Both Asian countries have committed to increasing their defense spending. Manila plans to spend an addition $35 million over the next decade, while Japan has committed to expending nearly ten times as much — $300 billion — by 2027. Tokyo’s defense program will nearly double the 1 percent of GDP that it currently allocates to defense.
Few doubt that Japan will realize its ambitious defense buildup by 2027. On the other hand, it is not at all clear that the country can sustain its planned level of defense expenditure well beyond the end of this decade, due to a reduced tax base resulting from Japan’s population decline.
The drop in the country’s population is a product of both low birth rates and an aging cohort. Japan’s population, which stood at 123 million in 2022, shrank by nearly 1.3 million over the past two years. The number of babies born in the country fell for the eighth consecutive year in 2023, with no immediate prospect of an upturn. By 2030, Japan’s population is estimated to stand at around 117.5 million, with an increased proportion of the elderly; the number of citizens over 65 will rise from 28.5 million to 29.6 million. As Japan’s tax base declines, demands for greater social welfare spending on its aging population will increase.
Moreover, Japan’s debt-to-GDP ratio currently stands at about 260 percent, second highest in the world after Venezuela. Although it is projected to drop somewhat in the next few years, that ratio will remain exceedingly high. All these developments will likely result in tremendous pressure on future governments to constrain the levels of defense spending to which the country is now committed.
Given likely future pressures on Japan’s defense budget, there is much to be said for increasing the synergies that could be realized from ever-closer cooperation with the United States, which faces its own long-term pressures on defense spending. Next week’s Biden-Kishida summit likely will outline a number of steps in that direction.
The Biden administration is expected to announce that it will upgrade from three-stars to four-stars the command of U.S. forces in Japan. For his part, Kishida is planning to establish by 2025 a new Self-Defense Forces headquarters that would oversee all Japanese military operations. It too would be commanded by a four-star officer.
At a minimum, the American commander would be responsible only for joint exercises, training and information sharing with the new SDF headquarters. But there is a strong case for going further and creating a unified command that would incorporate both American and Japanese forces.
There is precedent for such a command. American and South Korean forces have been joined under the Combined Forces Command since 1978. The CFC has operational control over some 600,000 active-duty personnel from both countries, and currently would have wartime control over all South Korean forces and American units deployed to the country. The CFC, which is led by an American four-star general with a Korean four-star as deputy commander and has binational manning throughout the ranks, could serve as a model for a future U.S.-Japanese unified force.
The joint American-Canadian North American Aerospace Command (NORAD) offers another (though somewhat different) model of joint operations between America and one of its leading allies. NORAD focuses on operations related to but a single mission, the defense of American and Canadian air space. Moreover, unlike CFC, the NORAD top command consists of an American four-star general but a Canadian three-star.

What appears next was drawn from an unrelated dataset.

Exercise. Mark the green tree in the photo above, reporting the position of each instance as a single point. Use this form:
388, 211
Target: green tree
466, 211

What both CFC and NORAD demonstrate in their different ways is that integrated operations between America and Japan are feasible and workable. Given their common perception of the growing Chinese threat and the budget pressures that both countries will face in coming years, Washington and Tokyo should not limit themselves to next week’s expected and welcome announcement of a new stage in their joint military efforts. Instead, they should begin to plan for the establishment of a unified command that would both strengthen their common defense and enhance the credibility of their joint deterrent against an increasingly hostile Beijing, which both countries view as a long-term threat to their national security.
Dov S. Zakheim is a senior adviser at the Center for Strategic and International Studies and vice chairman of the board for the Foreign Policy Research Institute. He was undersecretary of Defense (comptroller) and chief financial officer for the Department of Defense from 2001 to 2004 and a deputy undersecretary of Defense from 1985 to 1987.